Member of the Legislative Assembly of Alberta
- In office June 29, 1955 – June 18, 1959
- Preceded by: Antonio Aloisio
- Succeeded by: Antonio Aloisio
- Constituency: Athabasca

Personal details
- Born: September 17, 1907
- Died: August 19, 1977 (aged 69)
- Party: Liberal
- Occupation: theatre owner and politician

= Richard Edward Hall =

Canadian politician

Richard Edward Hall (September 17, 1907 – August 19, 1977) was a Canadian theatre owner and provincial politician from Alberta.

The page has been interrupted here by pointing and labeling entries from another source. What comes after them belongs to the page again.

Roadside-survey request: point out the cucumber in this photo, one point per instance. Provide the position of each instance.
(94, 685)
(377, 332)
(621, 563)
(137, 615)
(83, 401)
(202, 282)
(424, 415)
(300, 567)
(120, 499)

He served as a member of the Legislative Assembly of Alberta from 1955 to 1959, sitting with the Liberal caucus in opposition.

==Political career==
Hall ran for a seat to the Alberta Legislature as a Liberal candidate in the electoral district of Athabasca in the 1955 Alberta general election. He defeated incumbent Antonio Alosio with second choice preferences by almost 50 votes to pick up the seat for his party. Hall placed second out of three candidates by four votes on the first count but came back to win the election.

Hall ran for a second term in office in the 1959 Alberta general election. He faced Aloisio for the second time, but was defeated in a landslide finishing a distant second place in the four-way race.

Hall ran for a seat to the House of Commons of Canada in the 1963 Canadian federal election as a federal Liberal candidate in the electoral district of Athabaska. He finished a distant second place in the four-way race losing to incumbent Jack Bigg and finishing ahead of former Alberta MLA Peter Chaba.